Once upon a time, I had a truck, and it was a nice truck. Unfortunately, this truck got towed -- all the time. As a matter of fact, this truck's passenger seat was littered with tickets from the Borough of State College and the cities of Harrisburg and Philadelphia.
It was quite a sight, orange and yellow and beige mini-envelopes spread like leaves throughout the entire cab. Even with the bright colors, that are supposed to attract the attention of normal human beings to remind them of the debt they must repay society for parking in the wrong spot, I ignored them.
I ignored them for so long that I woke up one morning only to discover that my truck had been stolen from its unofficial parking spot on Locust Lane. Then I realized this is State College, and nobody steals cars in State College.
I paid all of the tickets and the boot fee and the towing fee and the storage fee and the administrative fee until I was finally broke.
So broke that I didn't have the money to purchase a parking pass, or food for that matter. Thus began the vicious cycle of tickets, boots and tow trucks.
Sure, I did it to myself; I should have paid those tickets the first time around. Had I only done that, I would never have opened myself up to the perpetual towing I experienced over the next two years in State College.

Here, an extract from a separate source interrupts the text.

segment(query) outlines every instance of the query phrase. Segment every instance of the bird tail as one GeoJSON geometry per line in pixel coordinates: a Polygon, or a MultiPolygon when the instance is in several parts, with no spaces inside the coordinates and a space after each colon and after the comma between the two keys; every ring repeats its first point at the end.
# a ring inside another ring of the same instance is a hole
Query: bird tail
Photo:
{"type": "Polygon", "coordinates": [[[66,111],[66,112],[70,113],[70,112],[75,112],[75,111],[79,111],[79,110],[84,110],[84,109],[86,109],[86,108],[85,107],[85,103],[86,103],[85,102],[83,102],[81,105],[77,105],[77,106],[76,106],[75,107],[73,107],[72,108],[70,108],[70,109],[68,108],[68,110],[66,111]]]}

I made a mistake. We all make mistakes.
It just seems that certain people have a knack for recovering from their mistakes in a quicker fashion than others. I call these people "rich people."
Now, before all the crazy, conservative-capitalists start yelling at the paper demanding I stand trial before the House Committee on Un-American Activities, I just want to say there is nothing wrong with being rich. Hell, I have a lot of "rich" friends. I know that rich people are just like everyone else, with one key difference -- they have a ton of money.
In America and the world, money equals justice.
I don't really feel like getting into the many examples of rich famous people getting off the hook for murder, or drug abuse, or spousal abuse or any other offense listed under the California penal code.
Instead, I want to talk about normal people, and the lack of a margin of error in life. Normal people can quickly become poor folk, and we all know there is no justice in America for poor folk. It has been all used up by the rich people.
It might only take one mistake, one mistake that leads to others almost as if it were a self-fulfilling prophecy. Which leads me to the point of this rant -- mercy.
So many in this country want a criminal justice system built upon vindication rather than rehabilitation. Revenge dominates the minds of those in charge and drowns out mercy. In fact, mercy has become synonymous with weakness.
Revenge only creates more problems, as criminals are shipped off to correctional facilities with little effort to address the root problem that put them there in the first place.
That root problem might be anything from a mental disorder to a societal disorder.
Regardless, the person did commit the crime and it was ultimately their fault. However, we must understand what drives a person to violate the rules of a given society.
This understanding must exist in international policy as well. Instead of blindly attacking nations and people in response to what they may have done to us, perhaps we should also understand why we were attacked in the first place.
Our society is too quick to blame first, ask questions later. Knowledge is the only way that we might be able to squirm out of this quagmire and into some form of peace.
We need to understand that in order to preserve the American way of life, we might have violated the rights of others along the way.
We, the rich, might have done just enough to drive a normal country into a cycle of war and poverty. I'm not laying blame on our country for terrorism or war in general. Instead, I'm saying that we must understand what we have done as citizens of this world to create an environment that might foster the creation of murderers and terrorists.
It's not so easy to say that others in the world simply envy our way of life.
Everything has a cause and effect; we must understand our role in the cause.
I realized that I might not be able to afford my truck, so I sold it. I didn't get anymore parking tickets and I didn't get towed anymore. I know it's not that easy; however, solutions rarely are.
A little mercy has a great effect. Maybe we should stop being so worrisome about being soft, and pay a little more attention to what creates the contempt we are fighting now throughout the world and in our own country.
We are, after all, the rich people of the world that have a margin of error for experimentation.